Сегодня, говорил я себе, обязательно! Но нет, не случилось, не получилось. Я уходил домой, клокоча от презрения к самому себе. Шестнадцать лет, паспорт уже имею — и всё ещё, всё ещё не достиг! Сколько книг я перечитал об этом, сколько раз в кино видел, представляю всё досконально, — всего лишь коснуться её лица, чуть шевельнуть губами и всё, вершина взята. Но нет, я и сегодня не смог, да ещё пытаюсь обвинить Лилю, ей бы тоже надо чуть-чуть двинуться мне навстречу.
Осталось двадцать дней до моего 17-летия.

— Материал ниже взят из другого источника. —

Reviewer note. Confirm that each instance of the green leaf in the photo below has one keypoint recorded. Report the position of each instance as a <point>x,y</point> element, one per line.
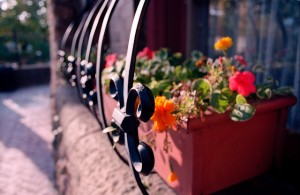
<point>242,112</point>
<point>219,102</point>
<point>109,129</point>
<point>240,99</point>
<point>202,87</point>
<point>229,94</point>
<point>264,93</point>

Ромео и Джульетта к этому времени уже были на небесах, а я, такой здоровый лоб, такой вроде бы сильный, уверенный, горластый, как-никак командир роты, и (смешно сказать) не могу поцеловать любимую девушку.

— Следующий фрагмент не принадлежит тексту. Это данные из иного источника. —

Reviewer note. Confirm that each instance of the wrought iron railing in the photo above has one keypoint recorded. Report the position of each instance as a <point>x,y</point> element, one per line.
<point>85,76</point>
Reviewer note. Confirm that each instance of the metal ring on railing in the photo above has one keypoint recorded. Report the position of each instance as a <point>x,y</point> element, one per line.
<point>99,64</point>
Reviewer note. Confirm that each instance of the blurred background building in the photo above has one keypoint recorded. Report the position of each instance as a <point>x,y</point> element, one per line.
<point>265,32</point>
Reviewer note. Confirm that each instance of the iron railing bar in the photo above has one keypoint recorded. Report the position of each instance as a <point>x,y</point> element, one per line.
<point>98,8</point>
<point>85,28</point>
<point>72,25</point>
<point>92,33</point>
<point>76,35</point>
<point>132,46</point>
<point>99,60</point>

Но разве нельзя просто любить ее, смотреть, как она улыбается, слушать, как она говорит, чего тебе вдруг приспичило, чего ты носишься с этим поцелуем как с писаной торбой!
Не знаю. Просто так, без поцелуя, я не могу жить.
Осталось 15 дней, и кончатся мои 16 лет, пройдёт мой золотой возраст, без первого поцелуя и вспомнить нечем.
Осталось 12 дней. 18 марта обязательно отмечался в школе день Парижской Коммуны, говорили о нём по радио и писали в газетах как о революционном празднике. И вот сидели мы с Лилей рядышком дома у неё в сумерках, и я сказал, что в честь Парижской Коммуны надо что-то обязательно натворить, сейчас я вот-вот что-то натворю, — и легонько ткнулся губами в её щёку. Поцеловал или не считается? А что Лиля? Вместо того, чтобы рассмеяться или что-то сказать, она стала часто-часто дышать, взялась за спинку койки и склонила голову на руки…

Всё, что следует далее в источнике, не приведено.